Peru: serious decline in freedom of expression and the press

Peru: serious decline in freedom of expression and the press
Members of Indigenous communities camp on the land of Las Bambas mine during protest. 26 April 2022, REUTERS/Angela Ponce.


Intimidation and stigmatisation by public officials

The mayor of Chiclayo and president of the Association of Peruvian Municipalities (AMPE) used notarised letters to intimidate the newspaper Correo in Lambayeque, demanding that they rectify reports linking him to corruption and public administration irregularities. The media outlet reported receiving six notarised letters from the mayor on 7th April 2022, in which he criticised the outlet’s writing style and presentation of information but did not specify any alleged falsehoods in the reporting that could affect his reputation. The Instituto Prensa y Sociedad (Institute Press and Society – IPYS) said this was an abuse of the right to rectification, and they were considering filing a complaint against the mayor.

In a separate development, on 12th April 2022 President Pedro Castillo sent a notarised letter to Rosana Cueva, editor and host of the independent TV news magazine Panorama, and to José Ignacio Beteta, editor of the independent news website Vigilante, demanding a retraction of recent reporting. In the letters, President Castillo threatened to file a criminal defamation lawsuit against the two journalists within 24 hours unless they retracted reports that described his alleged close ties to a public works contractor who is under investigation for corruption. The Ombudsperson’s Office said that the notarised letter sent by President Castillo infringed press freedom and freedom of expression standards.

In another incident, on 18th April 2022 Prime Minister Aníbal Torres stigmatised the work of the press in Peru at a press conference, accusing media outlets of attacking President Castillo’s government at any opportunity. The Prime Minister also implied that media criticism of the government is driven by cuts in public spending on media advertising.

Attack on journalists covering demonstrations

At least eight press workers were assaulted by protesters on 4th April 2021, amid national protests against surging prices. As previously reported on the CIVICUS Monitor, the protests were led by lorry drivers and farmers but quickly spread across Peru. According to the Asociación Nacional de Periodistas de Perú (National Association of Journalists of Peru - ANP), attacks on the press were registered in Ica, Lima and Pucallpa. The International Federation of Journalists (IFJ) condemned the violence against journalists and demanded that the necessary measures be implemented so they could carry out their work safely.

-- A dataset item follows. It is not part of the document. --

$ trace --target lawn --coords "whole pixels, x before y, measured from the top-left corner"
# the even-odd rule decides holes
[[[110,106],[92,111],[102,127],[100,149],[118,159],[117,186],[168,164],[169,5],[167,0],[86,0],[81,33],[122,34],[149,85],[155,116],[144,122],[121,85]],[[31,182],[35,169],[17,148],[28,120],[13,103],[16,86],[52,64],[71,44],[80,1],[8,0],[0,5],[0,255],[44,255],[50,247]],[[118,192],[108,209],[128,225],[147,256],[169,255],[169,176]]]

During this same wave of protests, in Ica on 6th April 2022, a team of reporters with América Televisión had to take refuge in a hotel to avoid a group of demonstrators threatening to lynch them. Journalist Salvador Sampén, camera operator Martín Moreno San Martin and assistant Bryan Chanta were in the region to cover the protests. The press team reported acts of violence and vandalism by the demonstrators, some of whom had attacked public and private buildings. They were cornered and threatened while covering the events.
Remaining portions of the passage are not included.